When we launched our Friday dogblogging feature earlier this year, we mentioned Southerners' special love for canines. But an honest understanding of dogs' history in our region also recognizes how the animals were used to brutalize Southerners and Southern progress.

Rev. Fred Shuttlesworth certainly understood this -- and he used that understanding to help bring down Jim Crow.

A prominent civil rights leader and one of the founders of the Southern Christian Leadership Conference, Shuttlesworth invited the Rev. Martin Luther King Jr. to his segregated city of Birmingham, Ala. back in 1963 for what he called "Project C."

The "C" stood for "confrontation."

With the city's police chief, Eugene "Bull" Connor, using the Klan to carry out terrorism against African Americans, Shuttlesworth sought to force the local powers-that-be into a fresh accounting of segregation's true costs. The confrontations that eventually occurred between police officers and nonviolent civil rights marchers -- including high school students taking part in Shuttlesworth's Children's Crusade -- brought to the entire world images of police dogs attacking marchers.

The public was outraged.

The shocking scenes of peaceful, frightened protesters being menaced by snarling, biting animals -- like the Associated Press photo above by Bill Hudson, of an attack on Birmingham protest observer Walter Gadsden on May 3, 1963 -- showed in a visceral way the brutality at the heart of white supremacy. They also ultimately helped create the political atmosphere necessary to pass meaningful civil rights legislation.

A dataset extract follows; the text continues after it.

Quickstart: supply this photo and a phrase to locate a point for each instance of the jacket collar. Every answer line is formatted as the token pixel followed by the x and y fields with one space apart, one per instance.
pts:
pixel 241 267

We thought of those images this week when we read that the directors of the Birmingham International Airport voted to rename it the Birmingham Shuttlesworth International Airport, in honor of the Reverend. Though he spent most of the last 47 years leading a church in Cincinnati, Shuttlesworth, now 86, returned to the Birmingham area earlier this year for rehabilitation after suffering a mild stroke.

Before the name change is official, the authority needs the OK of the Federal Aviation Administration and Shuttlesworth. He's expected to approve.